Passam-se 200 anos da assinatura do ato, em 15 de setembro de 1821, que marcou o início da independência dos atuais estados da Guatemala, El Salvador, Honduras, Nicarágua e Costa Rica e, ao mesmo tempo, o nascimento da solidariedade. como partes da mesma Grande Pátria. Este marco em nossa história comum foi comemorado pelos Diretores Aduaneiros desses países na segunda-feira (13.09.2021) em uma reunião virtual.
A reunião foi presidida pelo Superintendente da Alfândega da Guatemala, Werner Ovalle, encarregado do presidência semestral do Comitê Aduaneiro Centro-Americano. “Duzentos anos de história, de fraternidade e de passos incalculáveis em direção a um destino comum. Mesmo na adversidade, o sentimento comum prevaleceu sobre a tempestade", disse a autoridade na abertura e acrescentou: "Aqui estamos, contribuindo para a região que todos queremos: paz, prosperidade e bem-estar para os cidadãos".

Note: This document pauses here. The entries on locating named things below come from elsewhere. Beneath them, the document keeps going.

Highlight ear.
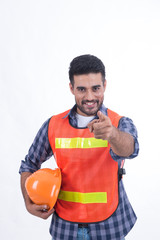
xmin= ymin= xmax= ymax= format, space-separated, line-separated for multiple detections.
xmin=69 ymin=83 xmax=74 ymax=95
xmin=103 ymin=79 xmax=107 ymax=92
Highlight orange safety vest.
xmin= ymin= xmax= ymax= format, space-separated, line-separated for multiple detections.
xmin=48 ymin=109 xmax=121 ymax=223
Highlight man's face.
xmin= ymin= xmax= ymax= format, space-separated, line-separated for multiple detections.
xmin=70 ymin=73 xmax=106 ymax=116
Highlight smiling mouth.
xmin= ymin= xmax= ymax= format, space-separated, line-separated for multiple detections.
xmin=82 ymin=101 xmax=98 ymax=107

O chefe do Comitê Aduaneiro Centro-Americano revisou parte da história regional, demonstrando como, desde o início, os Estados compartilharam laços profundos por meio de colaboração, cooperação e integração. "Nesse contexto, os costumes desempenham um papel fundamental", disse ele. Ele acrescentou que, por serem moldadas pela situação histórica, “hoje são a primeira impressão do comércio exterior”.
El Diretor Geral do Serviço Nacional de Alfândegas da Costa Rica, Gerardo Bolaños, também comemorou o bicentenário da independência da América Central e evocou palavras supremas: “Viva o trabalho e a paz!” Ele acrescentou que as autoridades aduaneiras devem "se comprometer a implementar mecanismos adequados e oportunos que promovam o desenvolvimento e o bem-estar da nossa população, com vistas a posicionar a região unida e forte no mercado internacional".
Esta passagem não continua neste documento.